Dantzig then tried to apply his idea to what was called “The Diet Problem,” which was an optimization problem concerned with choosing a number of food items that give sufficient nutritional benefits at a minimum cost. With the help of other researchers like George Stigler, the optimal solution was calculated to be $39.69 per year (using 1939 prices). This work greatly helped the U.S Army’s nutritional planning for its GIs in the field, as well as show the world exactly what linear programming could achieve. In 1952, Dantzig helped further develop “operations research” at the RAND (Research and Development) Corporation, which involved using computers to solve optimization problems. He finally died in 2005 while working as an operations research and computer science professor at Stanford University.

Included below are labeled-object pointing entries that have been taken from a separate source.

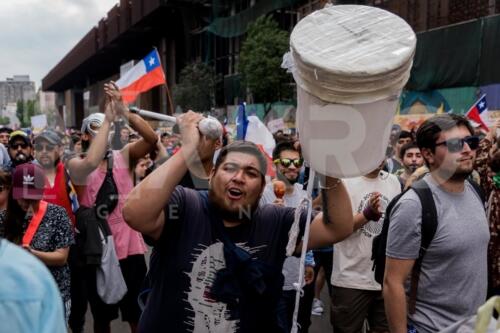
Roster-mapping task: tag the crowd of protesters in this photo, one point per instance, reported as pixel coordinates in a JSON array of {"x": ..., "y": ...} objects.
[{"x": 226, "y": 241}]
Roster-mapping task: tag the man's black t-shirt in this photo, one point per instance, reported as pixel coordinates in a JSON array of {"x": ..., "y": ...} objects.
[{"x": 188, "y": 256}]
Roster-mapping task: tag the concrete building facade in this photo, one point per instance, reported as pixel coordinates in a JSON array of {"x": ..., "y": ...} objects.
[
  {"x": 17, "y": 88},
  {"x": 211, "y": 31}
]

The significance of linear programming cannot be understated. In 1980, the Hungarian mathematician László Lovász wrote, “if one would take statistics about which mathematical problem is using up most of the computer time in the world, then…the answer would probably be linear programming.” Dantzig earned numerous accolades for his incredibly important work, winning the National Medal of Science (1975), the John von Neumann Theory Prize of the Operations of Research Society of America and the Institute of Management Sciences (1974), and membership in the National Academy of Sciences and the National Academy of Engineering. His legacy is felt in most fields that require manufacturing and cost and resource planning – practically all fields. And to think that it all began on a day Dantzig was late to class.